Carnaval QueenI use the word ‘experienced’ carefully because there’s a chasm as wide as the Grand Canyon between ‘seeing’ Carnaval and experiencing it. Seeing it involves taking in the parades with their troupes of dancers in flamboyant costumes and Carnaval queens in incredible outfits which are more ornate chariot than clothing, or watching the wailing widows with their five o’clock shadows and torn fishnets following a gigantic, mutant sardine. Experiencing it is to get into fancy dress and dive straight into one of the all night (I’m not exaggerating) street parties held nightly at Plaza Principe in Santa Cruz and Plaza del Charco in Puerto de la Cruz.

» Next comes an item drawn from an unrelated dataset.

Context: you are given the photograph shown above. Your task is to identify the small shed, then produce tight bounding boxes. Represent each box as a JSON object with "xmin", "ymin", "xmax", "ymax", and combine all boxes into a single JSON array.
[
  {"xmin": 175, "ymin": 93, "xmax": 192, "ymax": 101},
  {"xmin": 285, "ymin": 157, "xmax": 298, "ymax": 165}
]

It’s essential to wear fancy dress to really get the feel of Carnaval. At my first Carnaval, with typical British reserve I opted out of dressing up. Until midnight I enjoyed myself watching the plaza gradually fill up with the most bizarre and happiest looking revellers you’re likely to see anywhere. And then the balance changed; everyone to a man, woman and unidentifiable creature seemed to be in fancy dress. Wearing jeans and a jacket amidst the vampires, pirates and something dressed only in a pair of swimming trunks, his body painted silver and with a giant fish on his head (nothing is too bizarre for Carnaval) I felt out of place, like a dull voyeur on the periphery of the world’s best party and I vowed there and then to cast off my inhibitions and give in to the Zeitgeist in future.

Last year I was at various times a hippy, a brassy blonde widow and a grotesque monster. It was the best Carnaval I’d ever experienced; I watched three parades and danced badly through four street parties. It was exhilarating, but I was exhausted by the end of it and decided that my Carnaval days were over.

But I know exactly what’s going to happen. The Murga (clown bands who sing satirical songs and play toy trumpets) competitions will start to appear on TV (okay, I can live without them), then it’ll be the election of the queens and I’ll find my interest being well and truly pricked and around 10.00pm on the 2nd February, pulsating Latino sounds will weave their way from the town to our house and I’ll look across the table at Andy, my wife. After a few moments one of us will crack and say, “What do you think?” and the other will reply. “How can we not? It’s part of living here.” Then there’ll be a mad scramble through old clothes and previous Carnaval odds and sods and by midnight we’ll be in the middle of a mass of all manner of creatures swaying along to Shakira and Wycliffe and loving every minute of it.

There are some vices that are just too much fun to give up.